Saturday, January 26, 2002

MCSLOTMAN AND MRS. MCARDLE: Megan has posted and responded to my comments over on her blog. I think I have isolated the essential literary difference between us: she is a self-described Robert Heinlein baby, whereas I am one of the world's bigger Philip K. Dick fans --two science fiction authors who wrote pretty differently, you might say. In life Heinlein and Dick had an interesting relationship: Dick, at least early on, was inspired by Heinlein's books --the man of The Man In The High Castle is supposed to be a Heinlein figure. But later on Dick found Heinlein's militarism unpalatable and he was also probably resentful of Heinlein's success, especially compared to his own obscurity at the time. Yet apparently Heinlein spontaneously floated him a loan no-questions-asked when Dick was out of money in the seventies. Dick probably cared about what Heinlein thought more than Heinlein cared what Dick thought, so it was a one-sided relationship in that respect. But it was there. I can take solace in the fact that Blade Runner was way better than Starship Troopers --which actually wasn't that bad. Hey, Paul Verhoeven did a Heinlein movie and a Dick movie (Total Recall) --I forgot about that. And I haven't seen Puppet Masters so I have no idea if it was better than Screamers, which was acceptable B-movie SF. The rubber match will be the fifty-year old Destination Moon versus Impostor.

Anyway, that there was a tangent. As for Megan's comments: I think you could prove or disprove the idea that Tolkien stunts the growth of his readers if you find some of the people putting him at the top of their lists and asking them, you know, when did they first come across Tolkien, how many books have you read in the last year, what those books were, etc. It would probably have to be the project of a crazed academic with an axe to grind --but it would be doable.

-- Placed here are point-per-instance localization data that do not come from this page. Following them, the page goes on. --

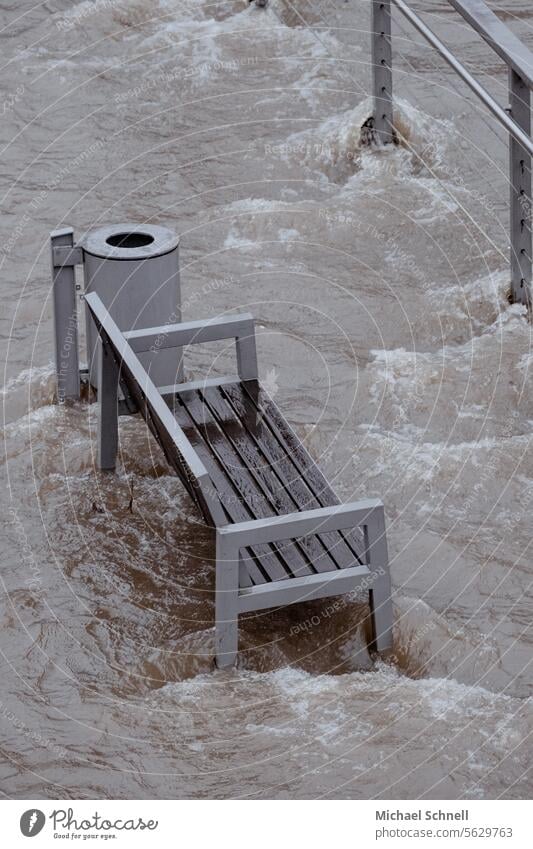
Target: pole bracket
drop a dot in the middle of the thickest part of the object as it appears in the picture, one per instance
(64, 256)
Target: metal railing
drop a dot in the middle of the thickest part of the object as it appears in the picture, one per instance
(516, 119)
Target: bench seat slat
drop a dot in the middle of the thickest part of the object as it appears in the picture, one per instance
(264, 472)
(255, 556)
(308, 469)
(256, 500)
(284, 462)
(190, 412)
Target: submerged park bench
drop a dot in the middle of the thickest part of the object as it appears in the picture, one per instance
(282, 536)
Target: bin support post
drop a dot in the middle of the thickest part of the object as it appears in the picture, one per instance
(108, 376)
(382, 70)
(520, 184)
(65, 319)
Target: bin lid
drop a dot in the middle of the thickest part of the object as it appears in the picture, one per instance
(129, 241)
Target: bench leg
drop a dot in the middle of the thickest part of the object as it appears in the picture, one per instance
(380, 593)
(107, 407)
(226, 606)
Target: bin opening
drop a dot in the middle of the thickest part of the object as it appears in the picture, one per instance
(129, 240)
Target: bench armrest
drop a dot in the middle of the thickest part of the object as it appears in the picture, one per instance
(337, 517)
(239, 327)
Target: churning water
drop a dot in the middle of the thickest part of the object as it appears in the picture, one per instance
(379, 281)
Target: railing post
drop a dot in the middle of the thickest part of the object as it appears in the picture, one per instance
(65, 319)
(382, 69)
(520, 184)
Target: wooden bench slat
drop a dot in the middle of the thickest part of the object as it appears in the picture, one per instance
(284, 464)
(230, 490)
(260, 465)
(252, 556)
(257, 500)
(305, 463)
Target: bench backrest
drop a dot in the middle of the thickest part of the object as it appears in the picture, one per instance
(140, 389)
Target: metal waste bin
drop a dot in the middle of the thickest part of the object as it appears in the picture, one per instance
(135, 271)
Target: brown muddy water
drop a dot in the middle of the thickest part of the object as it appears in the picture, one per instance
(379, 282)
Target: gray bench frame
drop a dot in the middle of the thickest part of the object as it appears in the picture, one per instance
(234, 596)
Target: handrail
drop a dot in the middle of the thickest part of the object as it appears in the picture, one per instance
(477, 88)
(504, 42)
(516, 118)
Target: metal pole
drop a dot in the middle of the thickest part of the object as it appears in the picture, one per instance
(382, 69)
(498, 111)
(520, 184)
(65, 318)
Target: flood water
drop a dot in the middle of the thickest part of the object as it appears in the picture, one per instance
(379, 281)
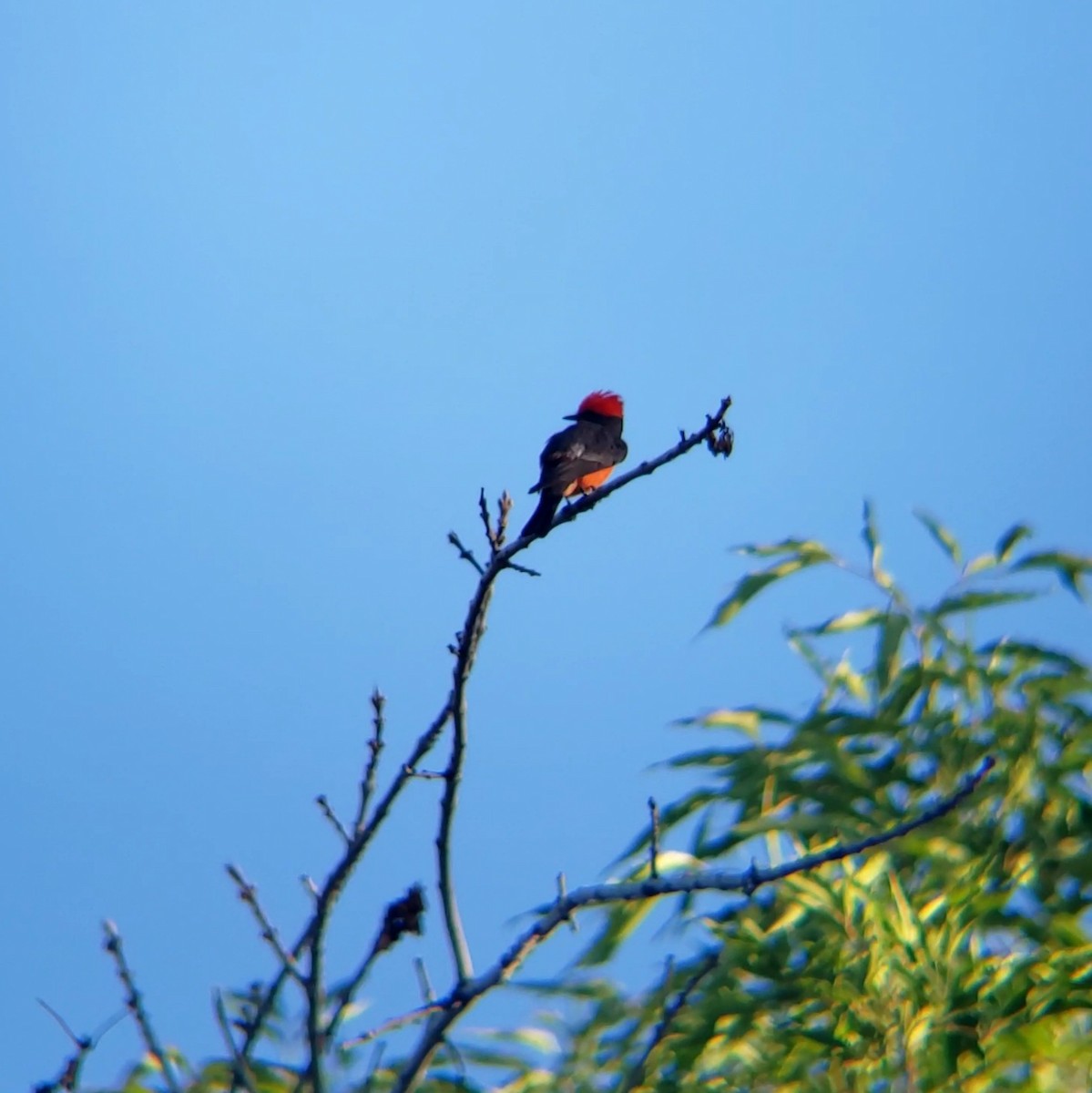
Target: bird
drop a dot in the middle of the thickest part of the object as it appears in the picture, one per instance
(578, 458)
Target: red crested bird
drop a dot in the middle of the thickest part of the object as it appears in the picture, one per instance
(578, 458)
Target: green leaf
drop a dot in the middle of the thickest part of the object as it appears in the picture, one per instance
(773, 550)
(872, 536)
(1069, 567)
(1009, 540)
(978, 564)
(748, 587)
(943, 536)
(847, 621)
(892, 631)
(973, 601)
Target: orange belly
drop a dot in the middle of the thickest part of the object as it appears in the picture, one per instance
(588, 482)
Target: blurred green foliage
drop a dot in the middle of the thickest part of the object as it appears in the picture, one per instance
(957, 957)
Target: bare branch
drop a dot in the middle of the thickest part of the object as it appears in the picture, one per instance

I guess my point is --and now that I think of it, I don't think it's a very big deal-- is that I have no problem with literary people having complicated standards for judging which books they like, as long as those standards are the result of them reading a lot of books and genuinely loving books. And when Megan says "But too, those lists of "The Greatest Books" weren't coming from English professors; they were coming from regular people. And those people didn't set up some complicated standard by which to judge greatness; they ranked their favorite books" --I mean, there's no reason to think regular people don't have their own complicated standards for judging greatness. Tolkien's achievement is that his great personal and heartfelt work happened to mirror the great internal workings of a whole lot of other people; if Andrew O'Hehir (see below) is right, perhaps a lot more people are skittish on our modern existence than we might think. Or I might think.

So here's a review on Salon from a while ago also about Shippey's book. It's by Andrew O'Hehir; he calls LOTR "a distinctive, even definitive, modern work of rebellion against modernity" which he argues is why it was so beloved by the counterculture. And here's the original list in question. Note that it is the hundred greatest books of the century as voted on by the British populace; I don't know if a similar poll of American readers has ever been done. I speculate that Stephen King would top such a poll here if it was done of authors and not books; if it was books he'd probably get his vote pretty split due to his insane output.

She's got me on Freud, though. I was babbling.